En el mundo, la violencia es una experiencia humana profunda y destructiva que va mucho más allá de una cifra o porcentaje y, se manifiesta de forma alarmante principalmente a través de guerras, agresiones en sus diferentes categorías, violaciones, violencia intrafamiliar, conflictos socio políticos, violencia de género, entre otros más.
La violencia y el abuso no son expresión o signo de fuerza, sino un reflejo del miedo, la inseguridad y la falta de dominio propio. Cuando alguien agrede, ataca a otra persona es porque la percibe indefensa, es porque su propia mente está desequilibrada, enferma, actuando por instintos básicos y una total falta de empatía.
Es el resultado de una mente desorganizada y demente, que no ha tomado responsabilidad por su propia experiencia interna. Para el abusador, agredir es «lo mejor que sabe hacer» según su bajo nivel de consciencia.
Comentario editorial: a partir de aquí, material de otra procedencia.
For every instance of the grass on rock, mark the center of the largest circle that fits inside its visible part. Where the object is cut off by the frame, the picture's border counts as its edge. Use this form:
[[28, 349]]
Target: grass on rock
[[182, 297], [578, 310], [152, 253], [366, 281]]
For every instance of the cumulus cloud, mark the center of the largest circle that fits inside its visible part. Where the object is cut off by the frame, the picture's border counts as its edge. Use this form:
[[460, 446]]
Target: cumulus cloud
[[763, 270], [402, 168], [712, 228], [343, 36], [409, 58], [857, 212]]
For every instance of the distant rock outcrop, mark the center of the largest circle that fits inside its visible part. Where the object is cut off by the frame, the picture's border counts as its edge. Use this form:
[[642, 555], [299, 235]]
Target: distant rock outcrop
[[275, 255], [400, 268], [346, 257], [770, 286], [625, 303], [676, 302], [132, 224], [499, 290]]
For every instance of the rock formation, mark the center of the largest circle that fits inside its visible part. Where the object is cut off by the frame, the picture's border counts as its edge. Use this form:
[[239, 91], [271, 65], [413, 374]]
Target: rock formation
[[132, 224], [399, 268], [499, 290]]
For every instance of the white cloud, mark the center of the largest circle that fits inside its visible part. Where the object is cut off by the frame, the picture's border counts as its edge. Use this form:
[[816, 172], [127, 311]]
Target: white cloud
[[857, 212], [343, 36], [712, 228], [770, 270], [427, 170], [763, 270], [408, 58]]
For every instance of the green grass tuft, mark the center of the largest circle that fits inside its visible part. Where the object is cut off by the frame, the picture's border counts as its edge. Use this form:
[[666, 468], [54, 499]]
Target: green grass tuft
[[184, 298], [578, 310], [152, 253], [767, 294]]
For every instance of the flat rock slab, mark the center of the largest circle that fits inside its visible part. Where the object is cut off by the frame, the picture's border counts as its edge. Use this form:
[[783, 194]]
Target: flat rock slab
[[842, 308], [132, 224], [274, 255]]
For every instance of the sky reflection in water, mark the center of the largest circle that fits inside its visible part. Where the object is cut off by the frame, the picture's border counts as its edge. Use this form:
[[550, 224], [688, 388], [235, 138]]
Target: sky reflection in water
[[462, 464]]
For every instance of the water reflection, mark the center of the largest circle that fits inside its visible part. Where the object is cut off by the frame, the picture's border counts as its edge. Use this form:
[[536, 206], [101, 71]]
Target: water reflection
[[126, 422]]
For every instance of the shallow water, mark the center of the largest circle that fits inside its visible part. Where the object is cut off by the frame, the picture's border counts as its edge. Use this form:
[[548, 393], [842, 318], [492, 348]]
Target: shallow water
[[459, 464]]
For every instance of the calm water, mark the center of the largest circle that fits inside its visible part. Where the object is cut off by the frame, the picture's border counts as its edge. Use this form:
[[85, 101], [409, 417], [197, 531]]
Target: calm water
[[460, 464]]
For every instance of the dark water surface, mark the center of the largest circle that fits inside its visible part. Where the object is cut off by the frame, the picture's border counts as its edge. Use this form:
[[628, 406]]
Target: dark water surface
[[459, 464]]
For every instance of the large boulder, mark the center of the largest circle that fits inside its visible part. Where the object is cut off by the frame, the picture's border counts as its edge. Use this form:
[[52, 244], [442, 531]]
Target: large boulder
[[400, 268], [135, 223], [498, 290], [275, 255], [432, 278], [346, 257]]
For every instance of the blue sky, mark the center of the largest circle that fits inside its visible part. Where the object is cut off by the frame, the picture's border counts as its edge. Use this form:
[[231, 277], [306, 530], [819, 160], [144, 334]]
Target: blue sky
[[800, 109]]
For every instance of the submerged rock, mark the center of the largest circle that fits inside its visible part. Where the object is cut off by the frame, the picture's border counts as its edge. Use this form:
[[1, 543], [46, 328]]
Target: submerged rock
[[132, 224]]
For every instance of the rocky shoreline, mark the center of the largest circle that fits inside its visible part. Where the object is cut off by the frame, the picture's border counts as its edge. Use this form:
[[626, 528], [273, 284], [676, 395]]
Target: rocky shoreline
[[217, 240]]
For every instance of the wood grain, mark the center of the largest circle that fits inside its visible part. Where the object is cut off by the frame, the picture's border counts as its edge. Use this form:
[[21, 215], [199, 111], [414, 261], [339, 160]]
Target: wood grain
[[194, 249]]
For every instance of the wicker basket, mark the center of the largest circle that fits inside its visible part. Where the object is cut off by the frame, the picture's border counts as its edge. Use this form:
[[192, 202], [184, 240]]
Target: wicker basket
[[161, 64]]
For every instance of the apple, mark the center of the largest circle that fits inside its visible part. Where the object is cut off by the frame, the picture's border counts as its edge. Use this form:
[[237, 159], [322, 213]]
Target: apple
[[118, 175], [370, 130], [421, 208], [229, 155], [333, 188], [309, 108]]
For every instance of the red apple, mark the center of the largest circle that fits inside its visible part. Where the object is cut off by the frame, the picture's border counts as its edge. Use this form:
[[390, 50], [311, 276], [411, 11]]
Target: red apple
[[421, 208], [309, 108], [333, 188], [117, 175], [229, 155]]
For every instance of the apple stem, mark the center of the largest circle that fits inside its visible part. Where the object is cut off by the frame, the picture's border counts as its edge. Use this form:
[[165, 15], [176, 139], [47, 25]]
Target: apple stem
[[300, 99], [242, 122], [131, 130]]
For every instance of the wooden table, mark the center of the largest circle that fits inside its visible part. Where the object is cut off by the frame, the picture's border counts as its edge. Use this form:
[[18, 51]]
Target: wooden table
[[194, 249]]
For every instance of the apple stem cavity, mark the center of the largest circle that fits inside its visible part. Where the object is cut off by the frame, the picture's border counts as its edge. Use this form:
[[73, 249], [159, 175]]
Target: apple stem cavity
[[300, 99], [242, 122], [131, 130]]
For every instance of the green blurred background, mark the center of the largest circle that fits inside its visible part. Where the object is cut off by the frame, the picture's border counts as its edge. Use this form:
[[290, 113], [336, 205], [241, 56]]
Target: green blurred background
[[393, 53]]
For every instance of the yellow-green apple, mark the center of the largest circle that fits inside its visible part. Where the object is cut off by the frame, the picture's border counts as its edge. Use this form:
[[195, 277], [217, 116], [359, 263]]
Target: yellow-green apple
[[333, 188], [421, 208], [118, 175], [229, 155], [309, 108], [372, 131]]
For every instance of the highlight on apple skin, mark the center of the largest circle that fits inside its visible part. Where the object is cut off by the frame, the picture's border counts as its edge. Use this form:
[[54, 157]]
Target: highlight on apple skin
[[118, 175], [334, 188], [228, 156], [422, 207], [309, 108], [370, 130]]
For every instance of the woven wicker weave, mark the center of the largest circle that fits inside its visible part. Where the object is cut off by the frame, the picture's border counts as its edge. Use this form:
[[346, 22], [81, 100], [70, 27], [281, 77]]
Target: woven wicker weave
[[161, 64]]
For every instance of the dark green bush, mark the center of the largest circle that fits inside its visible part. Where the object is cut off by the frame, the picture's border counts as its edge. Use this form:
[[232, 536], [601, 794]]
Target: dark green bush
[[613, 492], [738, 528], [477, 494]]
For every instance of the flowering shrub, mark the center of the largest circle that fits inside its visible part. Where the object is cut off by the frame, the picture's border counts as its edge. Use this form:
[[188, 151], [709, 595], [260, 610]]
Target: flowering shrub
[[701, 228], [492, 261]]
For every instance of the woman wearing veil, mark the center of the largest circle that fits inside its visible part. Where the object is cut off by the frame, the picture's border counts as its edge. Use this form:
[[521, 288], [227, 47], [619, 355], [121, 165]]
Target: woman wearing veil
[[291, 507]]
Busca ejercer poder sobre el débil porque es su manera de intentar sentirse grandes o seguros, aunque sea de forma ilusoria.
Al no entender la vida como algo para elevar a los demás, opera bajo la ilusión de que el mundo funciona derrotando o desacreditando al prójimo y aprovechándose de quienes percibe vulnerables, esto implica tener una mente enferma.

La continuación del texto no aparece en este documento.